DOMS stands for delayed onset muscle soreness. It’s a type of muscle pain that typically occurs 24-48 hours after intense exercise. DOMS is caused by microscopic tears in the muscle fibers. These tears heal over time, and the muscle becomes stronger as a result.
The Symptoms of DOMS
The symptoms of DOMS can vary from person to person, but they typically include:
- Muscle pain
- Muscle stiffness
- Muscle tenderness
- Muscle weakness
How to Recover from DOMS
There are a few things you can do to help relieve DOMS:
- Rest: The best way to recover from DOMS is to give your muscles time to rest. Avoid strenuous activity for a few days.
- Ice: Applying ice to the affected area for 20 minutes at a time can help to reduce inflammation and pain.
- Compression: Wearing a compression sleeve or compression wrap can help to reduce swelling and pain.
- Elevation: Elevating the affected area can help to reduce swelling and pain.
- Stretching: Gentle stretching can help to improve range of motion and reduce stiffness.
- Over-the-counter pain medication: Acetaminophen (Tylenol) or ibuprofen (Advil) can help to reduce pain and inflammation.
It’s also important to listen to your body and avoid pushing yourself too hard too soon. If you’re feeling pain, take a break. Don’t be afraid to modify exercises or take a day off completely.
My Experience with DOMS
I’ve been feeling the effects of DOMS for the past few days after taking three F45 classes in four days.

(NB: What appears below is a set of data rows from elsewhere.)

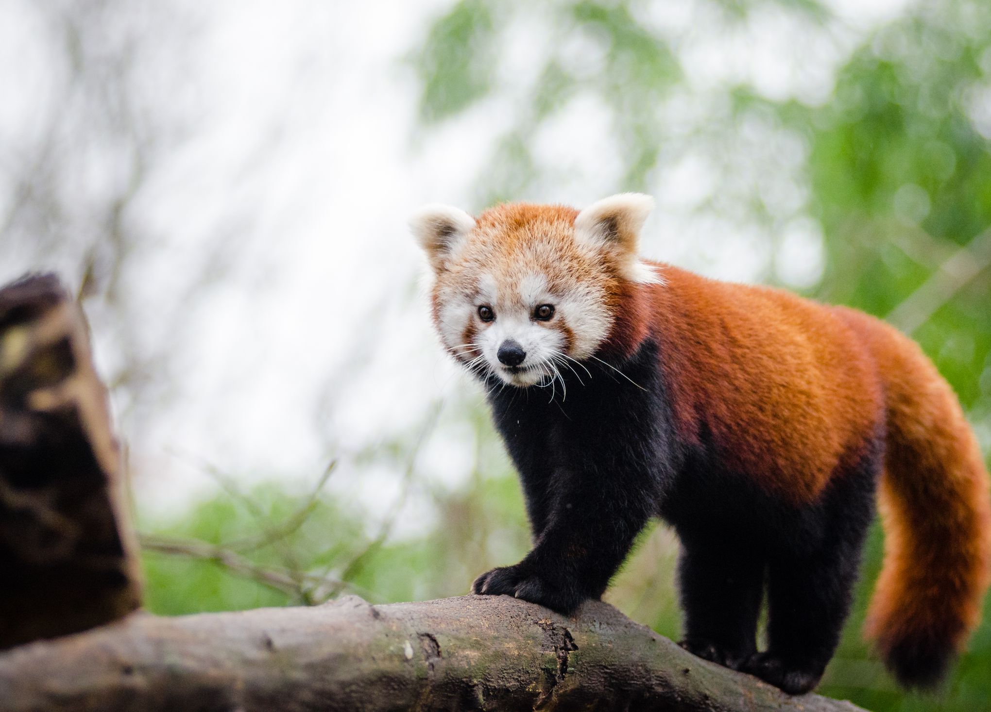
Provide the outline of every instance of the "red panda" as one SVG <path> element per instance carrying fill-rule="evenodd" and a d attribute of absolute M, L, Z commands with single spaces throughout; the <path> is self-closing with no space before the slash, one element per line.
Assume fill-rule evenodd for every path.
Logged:
<path fill-rule="evenodd" d="M 434 324 L 488 388 L 533 534 L 473 591 L 569 613 L 661 517 L 682 545 L 682 645 L 801 693 L 835 650 L 879 492 L 867 634 L 900 681 L 935 684 L 977 624 L 991 559 L 988 476 L 952 390 L 866 314 L 642 259 L 652 206 L 411 220 Z"/>

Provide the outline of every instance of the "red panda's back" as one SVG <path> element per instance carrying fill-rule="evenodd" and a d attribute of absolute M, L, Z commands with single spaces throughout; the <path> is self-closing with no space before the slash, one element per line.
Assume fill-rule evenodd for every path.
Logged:
<path fill-rule="evenodd" d="M 663 275 L 653 326 L 681 436 L 708 432 L 731 470 L 795 503 L 814 499 L 878 435 L 870 354 L 829 307 L 669 265 Z"/>

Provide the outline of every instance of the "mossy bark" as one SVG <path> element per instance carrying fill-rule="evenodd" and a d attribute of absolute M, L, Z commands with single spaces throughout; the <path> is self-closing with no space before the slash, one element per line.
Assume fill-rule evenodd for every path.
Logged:
<path fill-rule="evenodd" d="M 858 709 L 702 661 L 605 603 L 565 618 L 506 596 L 135 614 L 0 655 L 0 700 L 7 712 Z"/>

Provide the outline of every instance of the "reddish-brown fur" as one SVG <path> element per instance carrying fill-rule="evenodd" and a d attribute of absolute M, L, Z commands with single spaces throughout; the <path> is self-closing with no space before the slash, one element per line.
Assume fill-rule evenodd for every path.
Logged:
<path fill-rule="evenodd" d="M 598 354 L 629 356 L 653 338 L 680 439 L 705 440 L 729 471 L 797 507 L 884 442 L 887 556 L 867 633 L 905 679 L 921 679 L 914 664 L 958 649 L 976 625 L 991 563 L 988 477 L 949 385 L 911 340 L 851 309 L 656 263 L 663 283 L 623 278 L 636 236 L 580 250 L 577 215 L 525 203 L 485 211 L 438 285 L 468 294 L 482 271 L 511 283 L 530 268 L 552 291 L 591 285 L 611 321 Z M 567 319 L 547 328 L 569 351 L 581 336 Z M 465 343 L 475 330 L 466 325 Z"/>
<path fill-rule="evenodd" d="M 887 556 L 867 635 L 889 660 L 959 649 L 988 584 L 991 499 L 977 442 L 932 362 L 861 312 L 661 268 L 649 307 L 630 306 L 661 344 L 682 437 L 709 434 L 737 471 L 803 504 L 882 432 Z M 622 327 L 610 342 L 637 336 Z"/>

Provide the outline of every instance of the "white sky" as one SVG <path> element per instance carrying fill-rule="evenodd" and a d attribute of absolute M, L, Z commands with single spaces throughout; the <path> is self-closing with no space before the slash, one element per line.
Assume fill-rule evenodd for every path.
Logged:
<path fill-rule="evenodd" d="M 150 91 L 191 128 L 130 209 L 154 236 L 128 281 L 152 349 L 171 348 L 156 313 L 173 307 L 201 246 L 234 230 L 238 258 L 190 305 L 169 405 L 130 444 L 143 508 L 171 509 L 209 489 L 197 460 L 246 480 L 312 478 L 334 452 L 415 427 L 442 397 L 479 397 L 437 348 L 423 290 L 413 286 L 422 262 L 405 219 L 424 202 L 472 207 L 492 141 L 519 100 L 513 77 L 541 56 L 541 30 L 536 17 L 518 22 L 495 96 L 414 142 L 417 87 L 400 58 L 449 4 L 175 3 L 201 31 L 175 44 L 176 55 L 158 58 L 163 84 Z M 828 34 L 771 8 L 743 29 L 689 33 L 679 53 L 694 93 L 677 116 L 660 119 L 704 121 L 714 88 L 740 79 L 774 99 L 823 100 L 844 52 L 905 2 L 834 5 L 848 25 Z M 0 4 L 0 136 L 28 136 L 39 112 L 53 110 L 49 85 L 57 85 L 38 51 L 43 30 L 25 8 Z M 655 3 L 643 19 L 688 28 L 708 17 L 704 3 L 678 0 Z M 594 71 L 594 48 L 575 43 L 571 51 Z M 166 70 L 173 62 L 182 67 L 178 81 Z M 536 142 L 538 160 L 568 165 L 569 179 L 550 194 L 519 197 L 580 205 L 614 192 L 620 166 L 608 157 L 608 121 L 593 99 L 570 104 Z M 750 166 L 759 174 L 748 185 L 796 214 L 779 255 L 786 278 L 814 283 L 821 246 L 818 226 L 801 215 L 804 146 L 759 122 L 743 127 L 740 141 L 753 154 L 773 155 L 778 176 L 759 173 L 766 164 Z M 745 149 L 741 156 L 750 154 Z M 94 165 L 95 179 L 100 171 Z M 759 231 L 696 210 L 718 180 L 725 177 L 714 175 L 705 154 L 664 166 L 643 252 L 716 276 L 759 278 L 771 259 Z M 9 199 L 2 191 L 0 207 Z M 64 267 L 58 255 L 39 263 L 11 253 L 0 252 L 0 280 L 29 267 Z M 99 331 L 100 315 L 93 321 Z M 112 361 L 112 340 L 97 337 L 98 357 Z M 335 373 L 347 378 L 328 406 L 324 384 Z M 464 427 L 446 422 L 422 459 L 424 471 L 457 483 L 471 461 Z M 394 494 L 396 474 L 385 468 L 360 481 L 354 471 L 338 479 L 380 502 Z"/>

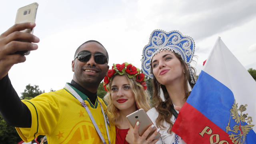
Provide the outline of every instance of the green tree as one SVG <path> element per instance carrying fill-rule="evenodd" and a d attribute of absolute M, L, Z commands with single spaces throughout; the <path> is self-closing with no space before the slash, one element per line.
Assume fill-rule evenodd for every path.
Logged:
<path fill-rule="evenodd" d="M 44 90 L 42 91 L 38 87 L 38 86 L 35 85 L 32 86 L 30 84 L 28 84 L 26 86 L 24 92 L 21 93 L 22 96 L 20 98 L 22 100 L 30 100 L 44 92 Z M 52 89 L 51 90 L 53 91 Z"/>
<path fill-rule="evenodd" d="M 98 96 L 101 98 L 103 98 L 103 97 L 105 95 L 107 94 L 107 92 L 105 90 L 103 84 L 103 82 L 101 82 L 100 84 L 99 87 L 98 88 L 97 90 L 97 94 Z"/>
<path fill-rule="evenodd" d="M 51 89 L 51 91 L 54 91 Z M 38 86 L 32 86 L 30 84 L 26 86 L 24 92 L 21 93 L 22 99 L 30 100 L 44 92 L 38 88 Z M 41 136 L 42 137 L 42 136 Z M 22 140 L 14 127 L 8 124 L 0 115 L 0 144 L 17 144 Z"/>
<path fill-rule="evenodd" d="M 252 76 L 253 79 L 256 81 L 256 70 L 253 69 L 252 68 L 250 68 L 247 70 L 248 72 L 251 74 L 251 76 Z"/>

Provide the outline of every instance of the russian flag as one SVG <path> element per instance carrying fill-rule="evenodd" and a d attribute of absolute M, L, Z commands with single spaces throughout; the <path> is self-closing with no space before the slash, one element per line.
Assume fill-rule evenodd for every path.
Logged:
<path fill-rule="evenodd" d="M 172 130 L 187 144 L 256 144 L 256 82 L 219 37 Z"/>

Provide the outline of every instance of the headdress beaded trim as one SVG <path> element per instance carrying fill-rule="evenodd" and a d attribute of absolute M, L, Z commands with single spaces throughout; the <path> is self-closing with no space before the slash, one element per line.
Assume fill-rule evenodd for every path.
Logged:
<path fill-rule="evenodd" d="M 196 80 L 192 73 L 190 63 L 192 60 L 195 49 L 195 44 L 192 38 L 183 36 L 177 30 L 169 32 L 160 30 L 153 31 L 148 44 L 145 46 L 142 59 L 142 71 L 148 76 L 153 78 L 151 72 L 150 63 L 153 57 L 163 50 L 171 50 L 180 55 L 187 64 L 191 78 L 191 83 L 194 84 Z"/>
<path fill-rule="evenodd" d="M 147 86 L 145 82 L 145 75 L 143 73 L 141 73 L 140 69 L 136 68 L 131 64 L 124 62 L 122 64 L 113 64 L 112 69 L 109 70 L 108 71 L 107 76 L 104 78 L 103 86 L 105 90 L 107 92 L 109 90 L 109 86 L 108 86 L 108 84 L 112 80 L 113 76 L 114 75 L 119 74 L 122 75 L 126 73 L 129 78 L 134 78 L 137 82 L 139 83 L 142 86 L 144 90 L 147 89 Z"/>

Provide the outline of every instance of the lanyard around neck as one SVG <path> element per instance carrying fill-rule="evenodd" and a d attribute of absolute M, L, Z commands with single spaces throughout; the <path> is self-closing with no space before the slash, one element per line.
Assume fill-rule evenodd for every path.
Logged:
<path fill-rule="evenodd" d="M 83 100 L 82 98 L 81 98 L 80 96 L 79 96 L 79 95 L 75 91 L 75 90 L 74 90 L 68 84 L 66 84 L 66 85 L 65 86 L 65 88 L 66 88 L 68 90 L 68 91 L 70 91 L 70 92 L 71 94 L 73 94 L 73 95 L 74 96 L 76 97 L 76 99 L 79 101 L 81 104 L 82 104 L 82 106 L 83 106 L 84 108 L 85 109 L 85 110 L 86 111 L 86 112 L 87 112 L 87 114 L 88 114 L 88 115 L 89 115 L 89 116 L 90 117 L 90 118 L 91 120 L 92 121 L 92 124 L 93 124 L 93 125 L 94 126 L 94 128 L 95 128 L 95 129 L 96 129 L 96 131 L 97 131 L 97 132 L 98 132 L 98 134 L 100 137 L 100 139 L 101 139 L 101 140 L 103 142 L 103 144 L 106 144 L 106 141 L 105 140 L 105 139 L 104 139 L 104 138 L 103 137 L 102 134 L 101 134 L 101 132 L 100 132 L 100 129 L 99 129 L 99 128 L 98 127 L 98 125 L 97 125 L 97 124 L 96 124 L 95 120 L 94 120 L 94 119 L 93 118 L 93 116 L 92 116 L 92 113 L 90 111 L 90 110 L 89 110 L 88 107 L 87 106 L 86 104 L 85 104 L 85 102 L 84 102 L 84 101 Z M 104 110 L 103 110 L 103 108 L 102 108 L 102 106 L 101 105 L 101 104 L 100 103 L 100 101 L 99 101 L 99 100 L 97 99 L 97 100 L 98 101 L 98 102 L 100 104 L 100 108 L 101 108 L 101 112 L 102 113 L 102 115 L 103 115 L 103 117 L 104 117 L 104 121 L 105 121 L 105 126 L 106 127 L 106 129 L 107 131 L 107 135 L 108 135 L 108 143 L 109 144 L 110 144 L 110 138 L 109 137 L 109 133 L 108 133 L 108 124 L 107 124 L 107 120 L 108 120 L 108 118 L 107 117 L 106 118 L 106 118 L 105 117 L 105 115 L 104 114 Z"/>

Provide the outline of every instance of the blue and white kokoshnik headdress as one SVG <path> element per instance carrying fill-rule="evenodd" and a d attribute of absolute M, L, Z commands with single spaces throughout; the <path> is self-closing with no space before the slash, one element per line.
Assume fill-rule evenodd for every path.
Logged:
<path fill-rule="evenodd" d="M 195 43 L 192 38 L 184 36 L 177 30 L 166 32 L 160 30 L 153 31 L 149 39 L 149 42 L 143 49 L 142 59 L 143 73 L 153 78 L 150 70 L 150 62 L 156 54 L 163 50 L 171 50 L 179 54 L 188 65 L 191 78 L 191 83 L 196 82 L 192 72 L 190 63 L 192 60 L 195 49 Z"/>

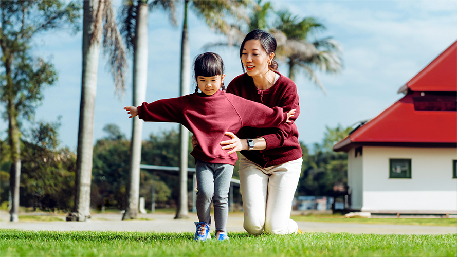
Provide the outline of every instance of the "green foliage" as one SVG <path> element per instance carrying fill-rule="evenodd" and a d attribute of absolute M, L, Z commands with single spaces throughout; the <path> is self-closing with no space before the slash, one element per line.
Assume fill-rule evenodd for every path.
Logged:
<path fill-rule="evenodd" d="M 315 144 L 314 153 L 310 154 L 301 144 L 303 152 L 302 173 L 297 188 L 299 195 L 338 196 L 347 188 L 348 155 L 332 150 L 333 144 L 345 137 L 351 128 L 326 127 L 322 144 Z"/>
<path fill-rule="evenodd" d="M 30 119 L 34 107 L 43 98 L 43 86 L 53 84 L 57 79 L 53 65 L 32 56 L 30 44 L 36 33 L 63 25 L 75 25 L 80 6 L 63 1 L 2 1 L 0 2 L 0 100 L 13 103 L 8 105 L 7 115 L 16 118 L 20 113 Z M 6 118 L 5 116 L 4 118 Z"/>
<path fill-rule="evenodd" d="M 191 139 L 189 139 L 189 145 L 188 147 L 189 156 L 189 167 L 195 167 L 194 157 L 190 155 L 193 149 L 191 143 Z M 162 132 L 158 135 L 151 134 L 149 139 L 143 141 L 141 150 L 141 163 L 149 165 L 160 166 L 178 167 L 179 166 L 179 134 L 174 130 L 169 132 Z M 177 204 L 179 197 L 179 180 L 178 173 L 171 172 L 160 172 L 158 171 L 142 170 L 141 173 L 154 174 L 154 181 L 158 182 L 155 187 L 163 187 L 166 186 L 171 191 L 171 195 L 168 196 L 166 201 L 159 201 L 158 197 L 161 197 L 167 193 L 168 191 L 160 192 L 158 188 L 155 187 L 156 204 L 159 207 L 164 207 L 167 205 Z M 157 178 L 157 179 L 156 179 Z M 160 185 L 158 181 L 162 181 L 164 184 Z M 188 188 L 192 188 L 192 180 L 190 180 Z M 141 188 L 141 187 L 140 187 Z M 140 189 L 141 190 L 141 189 Z M 151 191 L 150 190 L 150 192 Z M 146 205 L 150 206 L 151 200 L 151 193 L 141 196 L 145 197 Z M 168 194 L 168 193 L 167 193 Z"/>
<path fill-rule="evenodd" d="M 116 134 L 119 130 L 115 125 L 108 124 L 103 130 L 108 136 L 94 146 L 91 205 L 123 209 L 127 200 L 130 142 Z"/>
<path fill-rule="evenodd" d="M 193 233 L 0 230 L 5 256 L 455 256 L 457 235 L 228 233 L 193 241 Z"/>
<path fill-rule="evenodd" d="M 57 149 L 60 125 L 40 122 L 22 141 L 22 206 L 52 211 L 72 207 L 76 156 L 68 148 Z"/>
<path fill-rule="evenodd" d="M 107 208 L 123 209 L 126 205 L 130 141 L 115 124 L 107 124 L 103 130 L 107 136 L 98 140 L 94 147 L 91 205 L 99 208 L 103 204 Z M 189 153 L 191 150 L 190 145 Z M 179 151 L 179 134 L 175 131 L 162 132 L 158 136 L 151 134 L 149 140 L 142 142 L 142 163 L 177 167 Z M 189 158 L 193 159 L 190 155 Z M 189 166 L 195 167 L 193 162 Z M 141 170 L 140 176 L 140 195 L 145 198 L 147 208 L 152 203 L 153 183 L 158 207 L 177 202 L 177 173 Z"/>

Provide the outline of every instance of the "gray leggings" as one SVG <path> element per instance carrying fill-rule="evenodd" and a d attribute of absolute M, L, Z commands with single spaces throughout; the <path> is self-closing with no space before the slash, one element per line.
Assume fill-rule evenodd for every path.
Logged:
<path fill-rule="evenodd" d="M 197 215 L 200 222 L 211 223 L 211 203 L 214 206 L 216 231 L 226 232 L 228 191 L 233 166 L 210 163 L 197 159 Z"/>

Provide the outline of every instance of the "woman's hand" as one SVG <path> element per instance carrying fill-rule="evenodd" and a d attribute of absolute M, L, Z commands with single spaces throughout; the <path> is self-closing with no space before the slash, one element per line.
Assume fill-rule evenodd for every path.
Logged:
<path fill-rule="evenodd" d="M 227 152 L 229 154 L 233 154 L 236 151 L 243 150 L 243 145 L 241 143 L 241 141 L 240 140 L 240 138 L 238 138 L 238 137 L 235 136 L 235 134 L 233 133 L 229 132 L 226 132 L 225 135 L 231 137 L 232 139 L 229 140 L 223 141 L 221 142 L 221 145 L 228 145 L 222 146 L 222 149 L 226 150 L 232 148 L 233 149 Z"/>
<path fill-rule="evenodd" d="M 291 120 L 289 120 L 289 118 L 291 117 L 294 117 L 294 114 L 295 113 L 295 109 L 291 109 L 287 113 L 287 119 L 286 120 L 286 122 L 288 123 L 290 123 L 292 122 Z"/>
<path fill-rule="evenodd" d="M 135 106 L 125 106 L 124 109 L 127 111 L 127 113 L 131 114 L 129 118 L 133 118 L 138 115 L 138 108 Z"/>
<path fill-rule="evenodd" d="M 198 142 L 197 141 L 197 138 L 196 138 L 195 136 L 193 135 L 192 135 L 192 140 L 190 142 L 192 144 L 192 147 L 194 148 L 195 148 L 195 146 L 198 145 Z"/>

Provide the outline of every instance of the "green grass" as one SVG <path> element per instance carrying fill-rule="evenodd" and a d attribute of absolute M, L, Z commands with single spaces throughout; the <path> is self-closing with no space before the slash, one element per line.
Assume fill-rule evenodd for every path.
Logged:
<path fill-rule="evenodd" d="M 344 216 L 340 214 L 315 214 L 304 216 L 292 216 L 290 218 L 298 222 L 457 227 L 457 218 L 346 218 Z"/>
<path fill-rule="evenodd" d="M 457 234 L 346 233 L 252 236 L 195 242 L 192 233 L 49 232 L 0 229 L 1 256 L 457 256 Z"/>

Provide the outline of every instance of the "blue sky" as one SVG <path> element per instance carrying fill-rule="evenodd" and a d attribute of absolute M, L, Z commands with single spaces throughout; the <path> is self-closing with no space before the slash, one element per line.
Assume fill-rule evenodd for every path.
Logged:
<path fill-rule="evenodd" d="M 325 126 L 351 126 L 372 118 L 402 95 L 398 88 L 457 40 L 457 1 L 272 1 L 276 9 L 286 8 L 300 17 L 318 18 L 326 30 L 316 38 L 331 36 L 343 48 L 344 68 L 338 75 L 317 72 L 327 90 L 320 89 L 303 75 L 296 75 L 301 113 L 296 124 L 299 139 L 310 146 L 321 142 Z M 115 0 L 116 10 L 121 2 Z M 180 44 L 182 8 L 177 12 L 178 26 L 172 26 L 163 12 L 150 13 L 149 53 L 147 101 L 179 95 Z M 270 17 L 272 22 L 274 15 Z M 191 58 L 203 52 L 205 44 L 219 41 L 204 22 L 191 13 L 189 21 Z M 36 109 L 35 121 L 56 121 L 62 116 L 59 130 L 62 146 L 76 152 L 82 70 L 81 33 L 47 33 L 37 38 L 34 54 L 50 60 L 59 80 L 47 88 L 42 104 Z M 237 49 L 212 50 L 223 58 L 226 84 L 242 72 Z M 130 58 L 131 59 L 131 58 Z M 96 101 L 94 143 L 105 136 L 108 123 L 119 126 L 131 137 L 131 120 L 122 109 L 132 102 L 132 65 L 123 97 L 116 96 L 112 78 L 100 59 Z M 288 73 L 279 62 L 279 71 Z M 195 84 L 192 84 L 193 88 Z M 193 90 L 191 90 L 191 92 Z M 4 105 L 1 105 L 4 110 Z M 25 123 L 26 127 L 29 126 Z M 0 138 L 7 136 L 7 123 L 0 123 Z M 174 123 L 147 123 L 143 138 L 173 128 Z"/>

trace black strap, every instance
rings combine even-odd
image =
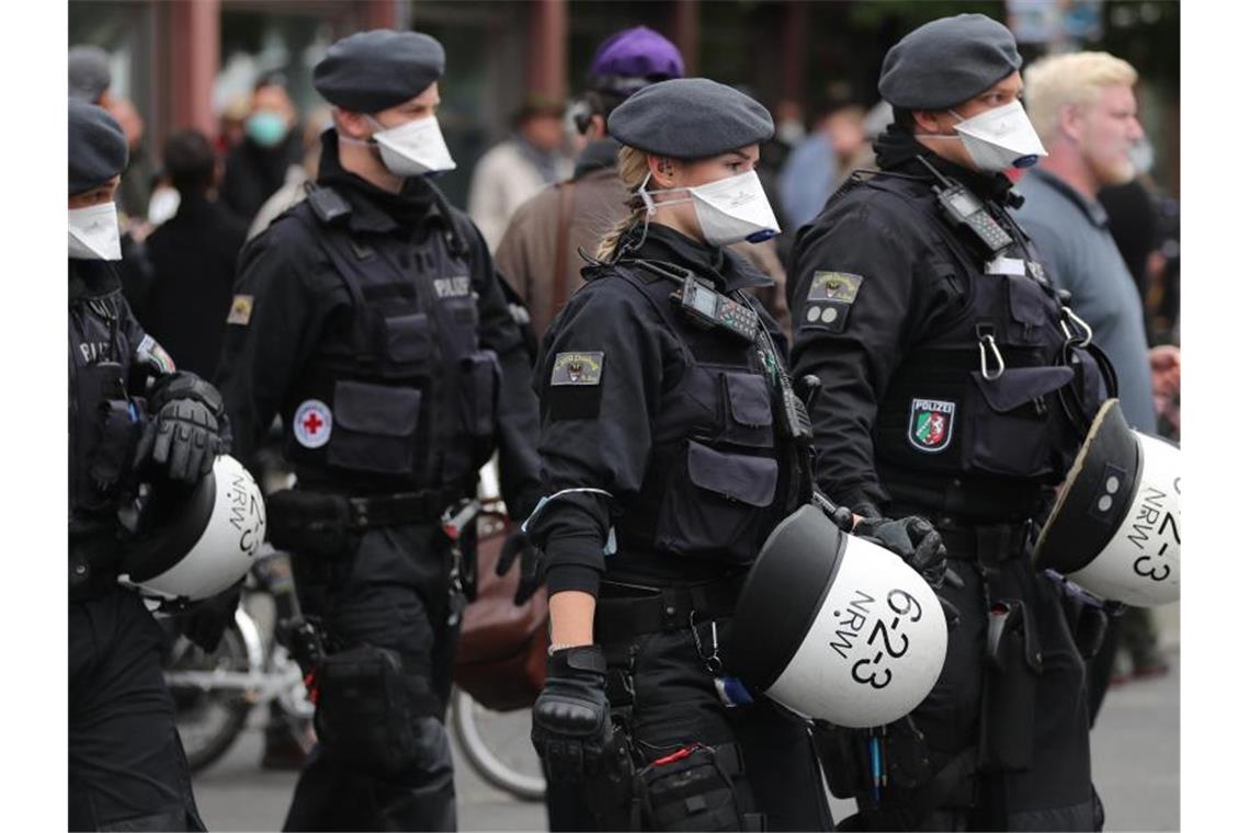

My muscles are sore, stiff, and tender. I’m also feeling a little weak. But I’m confident that I’ll recover soon.
I’ve been following the tips for recovering from DOMS that I’ve mentioned above. I’ve been resting, icing, compressing, elevating, stretching, and taking over-the-counter pain medication. I’m also listening to my body and taking breaks when I need to.
I’m excited to get back to F45 and continue challenging myself. I know that DOMS is a normal part of the process, and I’m confident that I’ll get stronger as I continue to push myself.
Tips for Preventing DOMS
There are a few things you can do to help prevent DOMS:
- Start slowly: If you’re new to exercise, start slowly and gradually increase the intensity and duration of your workouts.
- Warm up: Warming up before exercise helps to prepare your muscles for activity and can help to prevent injuries.
- Cool down: Cooling down after exercise helps to reduce inflammation and muscle soreness.
- Stretch regularly: Stretching regularly helps to improve flexibility and range of motion, which can help to prevent injuries and muscle soreness.
- Get enough sleep: Sleep is essential for muscle recovery. Aim for 7-8 hours of sleep per night.
- Eat a healthy diet: Eating a healthy diet provides your body with the nutrients it needs to repair and rebuild muscle tissue.
- DOMS: Delayed onset muscle soreness.
- Inflammation: A natural immune response that causes redness, swelling, and pain.
- Pain medication: Medications that are used to relieve pain.
- Range of motion: The amount of movement that a joint is capable of.
- Repetition: One complete cycle of an exercise.
- Set: A group of repetitions of an exercise.
- Stretching: A type of exercise that involves lengthening the muscles.
- Warm-up: A period of light activity that is performed before exercise.
- Cool-down: A period of light activity that is performed after exercise.